In text mode, reads are always buffered:


so `f.read(1)` will read as much as needed, so long as it only returns a
single character.

Text mode files are always backed by a buffer, yes, but that's not relevant. My point is that `f.read(1)` must immediately return a character if one exists in the buffer. It can't wait for more data to get buffered if there is already a buffered character, as that would be a backwards incompatible change that would badly break line based protocols like FTP, SMTP, and POP.

Up until now, `f.read(1)` has always read bytes from the underlying file descriptor into the buffer until it has one full character, and immediately returned it. And this is user facing behavior. Imagine an echo server that reads 1 character at a time and echoes it back, forever. The client will only ever send 1 character at a time, so if an eight bit locale encoding is in use the client will only send one byte before waiting for a response. As things stand today this works. If encoding detection were added and the server's call to `f.read(1)` could decide it doesn't know how to decode the first byte it gets and to block until more data comes in, that would be a deadlock, since the client isn't sending more.

A typical buffer size is 4096 bytes, or more.

Sure, but that doesn't mean that much data is always available. If something has written less than that, it's not reasonable to block until more data can be buffered in places where up until now no blocking would have occurred. Not least because no more data will necessarily ever come.

And if it were to instead make its decisions based on what has been buffered already, without ever blocking, then the behavior becomes nondeterministic: it could return a different character based on how much data the OS returned in the first read syscall.
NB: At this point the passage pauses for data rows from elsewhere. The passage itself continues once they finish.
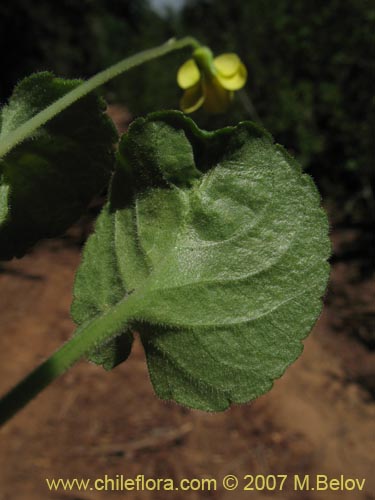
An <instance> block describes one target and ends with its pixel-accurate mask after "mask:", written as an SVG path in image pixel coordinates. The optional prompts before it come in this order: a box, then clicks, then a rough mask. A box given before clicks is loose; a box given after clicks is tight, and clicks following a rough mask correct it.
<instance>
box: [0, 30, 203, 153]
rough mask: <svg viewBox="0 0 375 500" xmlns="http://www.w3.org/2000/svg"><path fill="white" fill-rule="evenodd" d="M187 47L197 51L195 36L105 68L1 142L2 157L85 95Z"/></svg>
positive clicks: (163, 44)
mask: <svg viewBox="0 0 375 500" xmlns="http://www.w3.org/2000/svg"><path fill="white" fill-rule="evenodd" d="M188 46H191V47H192V48H197V47H199V43H198V42H197V41H196V40H195V39H194V38H192V37H185V38H181V40H174V39H172V40H169V41H168V42H166V43H164V44H163V45H159V46H158V47H154V48H152V49H148V50H144V51H143V52H138V54H135V55H134V56H131V57H127V58H126V59H123V60H122V61H120V62H119V63H117V64H114V65H113V66H111V67H109V68H107V69H105V70H104V71H101V72H100V73H97V74H96V75H95V76H93V77H92V78H90V79H89V80H86V81H85V82H83V83H82V84H81V85H79V86H78V87H76V88H75V89H73V90H71V91H70V92H68V93H67V94H65V95H64V96H63V97H61V98H60V99H58V100H57V101H55V102H54V103H52V104H51V105H50V106H48V107H47V108H45V109H43V110H42V111H40V112H39V113H37V114H36V115H35V116H33V117H32V118H31V119H30V120H28V121H27V122H25V123H23V124H22V125H21V126H20V127H18V128H17V129H16V130H14V131H12V132H10V133H9V134H8V135H6V136H5V137H3V138H2V140H1V142H0V158H2V157H3V156H5V155H6V154H7V153H8V152H9V151H11V150H12V149H13V148H14V146H16V145H17V144H19V143H20V142H22V141H24V140H25V139H26V138H27V137H29V136H30V135H32V134H33V133H34V132H35V131H36V130H37V129H38V128H39V127H40V126H41V125H44V124H45V123H46V122H48V121H49V120H51V118H53V117H54V116H56V115H57V114H59V113H61V111H63V110H64V109H65V108H67V107H68V106H70V105H71V104H73V103H74V102H76V101H78V99H80V98H81V97H84V96H85V95H86V94H88V93H89V92H91V91H93V90H95V89H96V88H98V87H100V86H101V85H103V84H104V83H106V82H108V81H109V80H111V79H112V78H114V77H115V76H118V75H120V74H121V73H124V72H125V71H128V70H129V69H132V68H134V67H135V66H139V65H140V64H143V63H145V62H148V61H151V60H152V59H156V58H158V57H161V56H164V55H166V54H168V53H169V52H172V51H174V50H179V49H183V48H185V47H188Z"/></svg>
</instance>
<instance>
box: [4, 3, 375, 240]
mask: <svg viewBox="0 0 375 500" xmlns="http://www.w3.org/2000/svg"><path fill="white" fill-rule="evenodd" d="M186 34H191V35H193V36H196V37H197V38H198V39H199V40H200V41H201V42H202V43H205V44H207V45H210V46H211V48H212V49H213V51H214V52H215V53H216V54H220V53H222V52H230V51H235V52H237V53H238V54H239V55H240V57H241V58H242V59H243V61H244V62H245V64H246V66H247V68H248V71H249V78H248V83H247V85H246V89H245V91H244V92H242V93H238V95H237V96H236V100H235V103H234V105H233V108H232V109H231V111H230V113H228V114H226V115H223V116H219V117H212V116H207V115H205V114H204V113H203V112H198V113H196V114H195V115H194V119H195V120H196V121H197V123H198V125H199V126H200V127H202V128H208V129H214V128H217V127H221V126H223V125H226V124H234V123H236V122H238V121H239V120H244V119H249V118H250V119H254V118H255V119H257V120H258V121H260V122H261V123H262V124H263V125H264V126H265V127H266V128H267V129H268V130H270V132H271V133H272V134H273V135H274V137H275V139H276V140H277V141H278V142H280V143H282V144H283V145H285V146H286V147H287V148H288V149H289V150H290V151H291V153H292V154H294V155H295V156H296V157H297V158H298V160H299V161H300V162H301V163H302V165H303V166H304V168H305V169H307V170H308V171H309V172H310V173H311V174H312V175H313V177H314V179H315V180H316V181H317V182H318V184H319V187H320V190H321V192H322V195H323V197H324V198H325V199H326V200H329V202H332V203H333V204H334V206H335V210H334V218H335V220H337V221H338V222H344V223H345V224H353V225H360V226H361V227H364V226H365V229H366V230H365V232H366V234H367V235H368V234H369V231H368V227H369V224H370V223H371V218H372V217H373V213H374V201H373V192H372V189H371V183H370V179H371V176H372V174H373V169H374V157H375V151H374V129H375V106H374V104H375V103H374V97H373V77H374V75H375V3H374V2H372V1H371V0H328V1H327V0H324V1H323V0H317V1H316V2H313V3H312V2H295V1H293V0H277V1H276V0H273V1H271V2H269V1H266V0H249V1H247V2H243V0H231V1H230V2H228V1H226V0H185V1H184V0H179V1H176V0H174V1H173V0H169V1H168V0H152V1H151V0H150V1H148V0H107V1H104V0H82V1H81V2H74V1H73V0H63V1H60V2H49V1H48V0H38V1H36V2H33V3H30V2H29V1H28V0H14V1H12V2H11V3H2V5H1V6H0V41H1V46H2V48H3V50H2V77H1V87H0V99H1V101H2V102H4V101H5V100H6V98H7V97H8V96H9V95H10V93H11V90H12V87H13V86H14V84H15V83H16V82H17V81H18V80H20V79H21V78H22V77H24V76H25V75H27V74H29V73H30V72H32V71H38V70H39V71H40V70H46V69H47V70H52V71H54V72H55V73H56V74H58V75H60V76H65V77H87V76H90V75H92V74H93V73H95V72H96V71H98V70H100V69H102V68H104V67H106V66H108V65H109V64H111V63H114V62H116V61H118V60H119V59H121V58H123V57H125V56H127V55H129V54H132V53H135V52H137V51H138V50H141V49H144V48H146V47H150V46H152V45H156V44H159V43H161V42H163V41H164V40H166V39H168V38H170V37H172V36H177V37H179V36H183V35H186ZM187 57H189V53H188V52H186V53H181V52H180V53H178V54H171V55H169V56H167V57H165V58H164V59H162V60H159V61H156V62H153V63H151V64H148V65H145V66H143V67H140V68H137V69H134V70H133V71H132V72H130V73H128V74H127V75H126V76H124V77H119V78H117V79H116V80H115V81H114V82H112V83H111V84H110V85H109V86H107V87H106V97H107V99H109V100H110V102H114V103H121V104H124V105H126V106H127V108H128V109H129V111H130V113H131V115H132V116H133V117H136V116H138V115H142V114H145V113H148V112H150V111H153V110H157V109H163V108H168V109H170V108H177V107H178V103H179V98H180V91H179V89H178V88H177V85H176V82H175V76H176V71H177V69H178V67H179V65H180V64H182V63H183V62H184V61H185V59H186V58H187ZM366 241H367V240H366Z"/></svg>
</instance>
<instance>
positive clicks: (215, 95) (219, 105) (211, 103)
mask: <svg viewBox="0 0 375 500" xmlns="http://www.w3.org/2000/svg"><path fill="white" fill-rule="evenodd" d="M203 96H204V102H203V108H204V109H205V110H206V111H207V112H208V113H224V112H225V111H226V110H227V109H228V107H229V104H230V101H231V100H232V97H233V92H229V91H228V90H226V89H224V88H223V87H222V86H221V85H220V83H219V81H218V80H217V79H216V78H214V79H210V80H204V81H203Z"/></svg>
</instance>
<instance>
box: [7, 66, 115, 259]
mask: <svg viewBox="0 0 375 500" xmlns="http://www.w3.org/2000/svg"><path fill="white" fill-rule="evenodd" d="M79 84H80V81H79V80H63V79H61V78H55V77H54V76H53V75H52V74H51V73H46V72H45V73H37V74H34V75H32V76H30V77H28V78H25V79H24V80H22V81H21V82H20V83H19V84H18V85H17V87H16V88H15V90H14V93H13V95H12V96H11V98H10V100H9V103H8V105H6V106H4V107H3V108H2V110H1V113H0V116H1V120H0V123H1V130H0V143H1V142H2V141H5V142H6V140H7V136H8V135H9V134H10V133H11V132H13V131H15V130H16V129H17V128H18V127H20V126H21V125H22V124H24V123H25V122H27V120H29V119H30V118H32V117H33V116H35V115H36V114H37V113H38V112H39V111H41V110H43V109H44V108H46V107H47V106H48V105H50V104H51V103H53V102H54V101H56V100H57V99H58V98H59V97H61V96H63V95H64V94H66V93H67V92H69V91H70V90H72V89H73V88H75V87H76V86H78V85H79ZM104 110H105V103H104V101H103V100H102V99H100V98H98V97H97V96H96V95H88V96H86V97H84V98H82V99H81V100H80V101H78V102H77V103H75V104H73V105H72V106H70V107H69V108H67V109H66V110H64V111H63V112H61V113H60V114H59V115H57V116H56V117H55V118H53V119H52V120H51V121H49V122H47V124H45V125H44V126H43V127H41V128H39V129H38V130H37V131H36V132H35V134H34V135H33V136H32V137H29V138H28V139H27V140H26V141H24V142H22V143H20V144H18V145H17V146H15V147H14V148H13V149H12V150H11V151H10V152H9V153H8V154H6V155H5V156H4V157H3V158H1V159H0V259H10V258H12V257H14V256H16V257H21V256H22V255H23V254H24V253H25V252H26V251H27V250H28V248H29V247H30V246H32V245H33V244H34V243H36V242H37V241H38V240H39V239H41V238H46V237H53V236H56V235H58V234H61V233H62V232H64V231H65V230H66V229H67V228H68V227H69V226H70V225H71V224H72V223H74V222H75V221H76V220H77V219H78V218H79V217H80V215H81V214H82V212H83V210H84V209H85V208H86V206H87V204H88V203H89V201H90V200H91V199H92V198H93V196H94V195H96V194H97V193H98V192H100V190H101V189H103V187H104V186H105V185H106V183H107V182H108V180H109V176H110V173H111V170H112V168H113V144H114V142H115V141H116V137H117V134H116V132H115V129H114V127H113V124H112V122H111V121H110V120H109V118H108V117H107V116H106V115H105V114H104ZM5 199H6V201H5Z"/></svg>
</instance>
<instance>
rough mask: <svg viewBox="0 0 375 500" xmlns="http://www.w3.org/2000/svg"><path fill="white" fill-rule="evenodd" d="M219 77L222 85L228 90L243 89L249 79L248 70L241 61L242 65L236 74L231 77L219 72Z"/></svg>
mask: <svg viewBox="0 0 375 500" xmlns="http://www.w3.org/2000/svg"><path fill="white" fill-rule="evenodd" d="M217 79H218V80H219V82H220V84H221V85H222V87H224V88H225V89H227V90H239V89H241V88H242V87H243V86H244V85H245V83H246V80H247V71H246V68H245V66H244V65H243V64H242V63H240V66H239V68H238V70H237V72H236V73H234V75H232V76H230V77H224V76H222V75H221V74H220V73H218V74H217Z"/></svg>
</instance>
In any case, I believe the intention of this proposal is for *open*, not
read, to perform the detection.

If that's the case, named pipes are a perfect example of why that's impossible. It's perfectly normal to open a named pipe that contains no data, and that won't until you trigger some action (say, spawning a child process that will write to it). You can't auto detect the encoding of an empty pipe, and you can't make open block until data arrives because it's entirely possible data will never arrive if open blocks.